Hendrik Wüst, der CDU-Ministerpräsident von Nordrhein-Westfalen, hat sich auf der Anti-AfD-Demo der Rhetorik der Linksgrünen und Linksradikalen angepasst.

Während des Parteitages der AfD in Essen haben rund 50.000 Linke demonstriert. Sie posierten mit üblichen Slogans. Für viele wurden extra Busse organisiert, damit sie aus ganz Deutschland anreisen konnten.

Unter den Linken, Linksextremen und Linksradikalen waren auch CDU-ler. So war bei der Anti-Afd-Demo auch der CDU-Ministerpräsident von Nordrhein-Westfalen, Hendrik Wüst. Er dankte den Demonstranten für ihren Einsatz.

Und zur Presse sagte Wüst:

»Die vielen Tausenden Demonstranten in Essen zeigen: In Nordrhein-Westfalen ist kein Platz für Hetze, Hass und Rechtsextremismus [...] Es ist ein starkes Zeichen der Zivilgesellschaft für unsere Demokratie, dass so viele Menschen gegen Antidemokraten auf die Straße gehen.«

So, so: Die AfD-ler, die sich für mehr direkte Demokratie und Volksabstimmungen einsetzen, sollen nach Wüst also »Antidemokraten« sein.

Aber seine CDU, die unter Merkel ohne jede Abstimmung mit den Bürgern wichtige Entscheidungen durchgedrückt hat, soll demokratisches Vorbild sein?

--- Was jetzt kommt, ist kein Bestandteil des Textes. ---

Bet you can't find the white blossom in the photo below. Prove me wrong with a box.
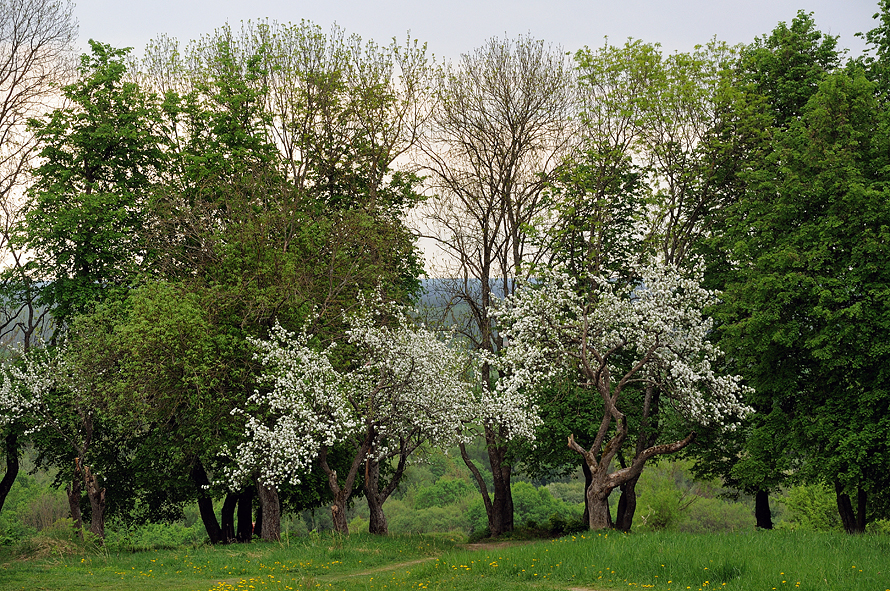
[496,263,752,428]
[229,306,476,484]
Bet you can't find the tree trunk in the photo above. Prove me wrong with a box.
[219,493,238,544]
[235,486,254,544]
[587,477,612,531]
[581,461,593,523]
[83,466,105,540]
[318,442,374,535]
[253,503,263,538]
[257,481,281,542]
[192,459,223,544]
[0,433,19,511]
[364,462,389,536]
[615,476,640,532]
[834,482,867,534]
[65,458,83,540]
[472,426,513,538]
[331,499,349,536]
[754,490,773,529]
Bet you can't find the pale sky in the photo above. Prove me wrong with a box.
[75,0,878,59]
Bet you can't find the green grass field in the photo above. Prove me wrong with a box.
[0,532,890,591]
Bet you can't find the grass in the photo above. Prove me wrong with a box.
[0,532,890,591]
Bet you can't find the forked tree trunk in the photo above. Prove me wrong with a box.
[615,476,640,532]
[615,384,661,532]
[318,440,374,534]
[191,459,223,544]
[257,481,281,542]
[363,434,417,535]
[834,481,867,534]
[65,458,83,540]
[569,430,695,530]
[219,493,238,544]
[754,490,773,529]
[364,461,389,536]
[83,466,105,540]
[235,486,254,544]
[587,478,612,530]
[460,426,513,538]
[0,433,19,511]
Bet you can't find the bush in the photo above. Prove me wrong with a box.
[776,484,841,531]
[414,478,474,509]
[676,497,754,533]
[105,522,206,552]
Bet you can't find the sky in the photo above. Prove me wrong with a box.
[74,0,878,59]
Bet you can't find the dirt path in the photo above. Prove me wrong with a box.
[342,556,438,578]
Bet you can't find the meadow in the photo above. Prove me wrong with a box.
[0,531,890,591]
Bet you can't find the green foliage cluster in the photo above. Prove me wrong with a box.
[0,0,890,544]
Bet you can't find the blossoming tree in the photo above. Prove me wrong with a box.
[0,348,105,538]
[231,308,477,534]
[498,263,750,529]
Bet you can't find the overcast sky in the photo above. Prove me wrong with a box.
[75,0,877,58]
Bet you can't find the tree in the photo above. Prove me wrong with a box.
[419,37,575,536]
[17,41,165,328]
[0,0,77,520]
[723,67,890,533]
[499,263,750,529]
[233,310,474,534]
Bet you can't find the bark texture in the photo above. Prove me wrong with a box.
[83,466,105,540]
[834,482,868,534]
[219,493,238,544]
[754,490,773,529]
[257,482,281,542]
[0,433,19,510]
[235,486,254,544]
[191,459,224,544]
[65,458,83,539]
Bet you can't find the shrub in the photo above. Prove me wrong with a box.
[777,484,841,531]
[676,497,754,533]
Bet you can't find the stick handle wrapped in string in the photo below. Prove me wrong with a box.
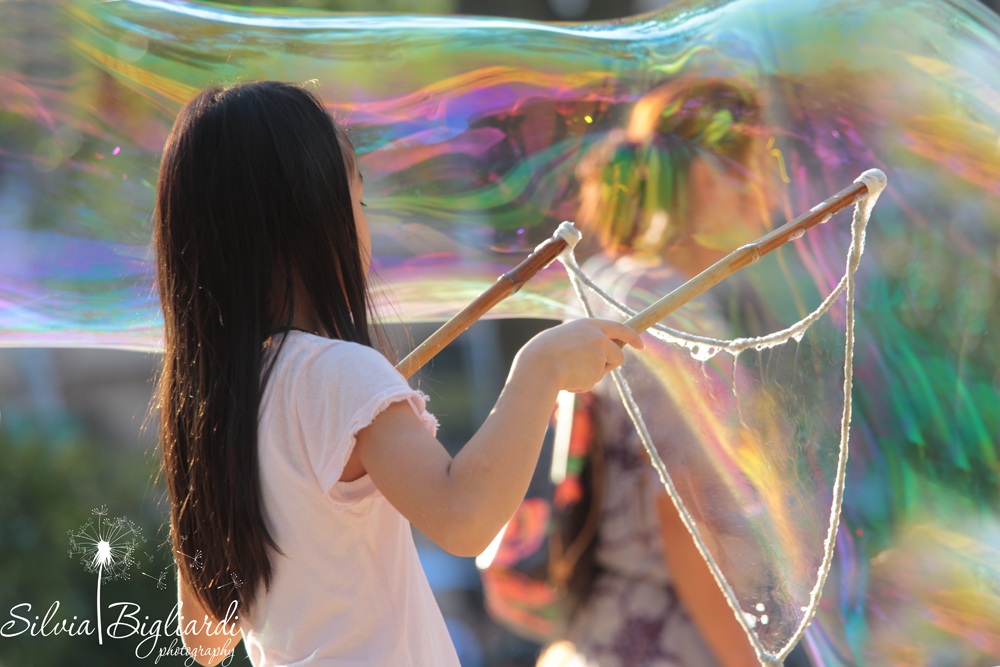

Konnte die Bürger über die Euro-Rettungsschirme abstimmen? Nein, die Merkel-CDU hat es durchgedrückt. Konnten die Bürger über die Massenmigration abstimmen? Nein, die Merkel-CDU hat es durchgedrückt. Konnten die Bürger über den Atomausstieg abstimmen? Nein, die Merkel-CDU hat hier die entscheidenden Weichen gestellt.

Was Wüst mit seinen Worten gegen die AfD betreibt, ist leeres Wahlkampfgeplauder ohne Sinn.